The internet of things presents a dizzying array of choices to most enterprise customers who want to connect their products, but automakers have fewer choices than most. Cars are made to move, so cellular is almost always the choice for connectivity.
According to Machina Research, now a part of Gartner, roughly 250,000 of the 500,000 global cellular IoT connections are within vehicles. By 2025, the firm foresees the number of cellular IoT connections approaching 2 million, and vehicular connections will still be the largest category, with roughly 800,000 nodes.
AT&T has more cellular IoT connections than any other U.S. carrier, and says cars are by far its biggest category. Mike Troiano, the company’s VP for IoT solutions, said roughly 14 million of the company’s 34 million wireless IoT connections are vehicles. The company is adding about 1.4 million connected cars per quarter, and each vehicle is a discrete connection on the network.

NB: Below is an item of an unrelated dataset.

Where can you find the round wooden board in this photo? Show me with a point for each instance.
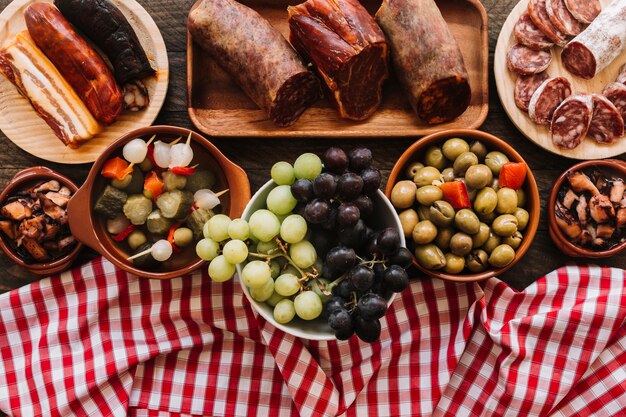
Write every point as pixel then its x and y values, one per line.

Troiano sees the connected car as two markets: the connections that help automakers monitor the safety and performance of the car on the road, and those that keep the people inside the car connected to the internet. He said sometimes consumer connectivity and safety overlap, as they did during Hurricane Irma when Tesla pushed firmware updates to its connected cars to extend their connectivity range during the storm.
Connected vehicles are also a major part of Verizon’s IoT effort. The company has purchased two telematics businesses, Fleetmatics and Telogis, and is now working to combine fleet management with asset tracking.
“One of the things that we’re looking at right now is how do we take our IoT solutions and make them an extension of the vehicle,” said Mark Bartolomeo, VP of Verizon’s IoT business. “A real simple example is the integration of asset tracking with fleet management. If you have a truck, obviously many of those fleets are transporting equipment, so we want to give them the capability to be able to track … high-value assets.”